“Oleh karena itu, tidak tepat jika proses demokrasi yang panjang dan megah ini disederhanakan menjadi klaim personal. Ini adalah kemenangan bersama,” tegasnya.

Kronologis Pernyataan Jusuf Kalla

Kontroversi ini bermula pada Sabtu, 18 April 2026, saat JK menggelar konferensi pers di kediamannya di Jakarta Selatan. Dalam kesempatan itu, ia menanggapi berbagai isu termasuk polemik ijazah dan ceramahnya yang dianggap kontroversial.

Dalam penjelasannya, JK menceritakan perannya dalam karier politik Jokowi:

– Ia mengaku yang membawa Jokowi dari Solo ke Jakarta untuk maju sebagai Calon Gubernur DKI Jakarta pada Pilkada 2012.

– Ia menyebut telah meyakinkan Ketum PDIP Megawati Soekarnoputri agar mau mengusung Jokowi, yang awalnya sempat ragu.

– Setelah menang, Jokowi datang ke rumahnya untuk mencium tangan dan mengucapkan terima kasih.

– Menurutnya, menjadi Gubernur DKI adalah pintu utama agar bisa maju menjadi Presiden.

– Pada Pilpres 2014, Megawati baru bersedia menandatangani pencalonan Jokowi setelah JK bersedia menjadi calon wakil presiden bersamanya.

Dengan nada tegas, JK menyatakan:
“Kasih tahu semua itu termul-termul itu, Jokowi jadi presiden karena saya.
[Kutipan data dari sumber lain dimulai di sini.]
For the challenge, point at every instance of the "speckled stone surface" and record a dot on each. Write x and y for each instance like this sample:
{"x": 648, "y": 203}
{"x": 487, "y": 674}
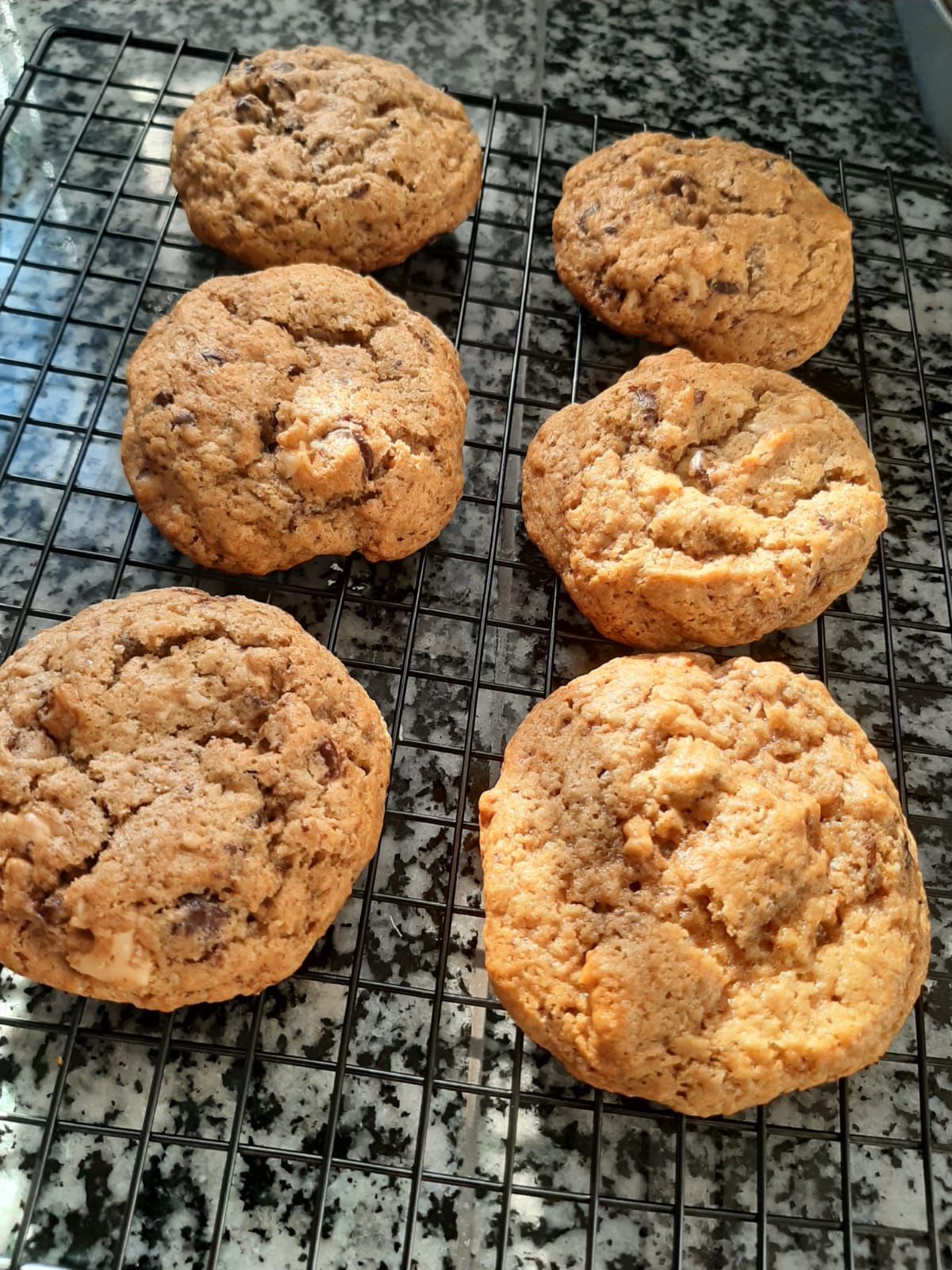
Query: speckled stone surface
{"x": 828, "y": 79}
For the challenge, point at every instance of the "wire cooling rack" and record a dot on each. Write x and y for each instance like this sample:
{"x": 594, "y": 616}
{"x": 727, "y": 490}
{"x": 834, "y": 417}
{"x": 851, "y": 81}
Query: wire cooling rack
{"x": 378, "y": 1109}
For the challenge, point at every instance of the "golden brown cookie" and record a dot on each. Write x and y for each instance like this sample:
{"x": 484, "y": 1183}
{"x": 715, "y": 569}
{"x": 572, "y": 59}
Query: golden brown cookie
{"x": 188, "y": 789}
{"x": 711, "y": 244}
{"x": 294, "y": 413}
{"x": 698, "y": 884}
{"x": 693, "y": 503}
{"x": 314, "y": 154}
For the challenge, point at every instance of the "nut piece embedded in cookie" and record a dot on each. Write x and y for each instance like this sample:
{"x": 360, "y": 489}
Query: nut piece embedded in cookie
{"x": 314, "y": 154}
{"x": 292, "y": 413}
{"x": 698, "y": 884}
{"x": 712, "y": 244}
{"x": 702, "y": 505}
{"x": 190, "y": 787}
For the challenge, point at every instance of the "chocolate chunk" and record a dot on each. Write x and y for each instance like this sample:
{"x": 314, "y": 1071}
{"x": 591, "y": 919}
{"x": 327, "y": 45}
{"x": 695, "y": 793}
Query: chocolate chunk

Kan tanpa gubernur mana bisa jadi presiden?”

Istilah “termul-termul” yang digunakan merujuk pada sebutan untuk pendukung setia Jokowi di media sosial.

Ajakan Jaga Persatuan

PROJO mengajak seluruh pihak, khususnya para tokoh bangsa, untuk tetap menjaga narasi kebangsaan yang sehat dan membangun.

“Demokrasi Indonesia adalah milik rakyat. Setiap kemenangan di dalamnya adalah kemenangan bersama, bukan milik individu seorang pun. Mari kita junjung tinggi semangat persatuan,” pungkas Freddy Alex Damanik.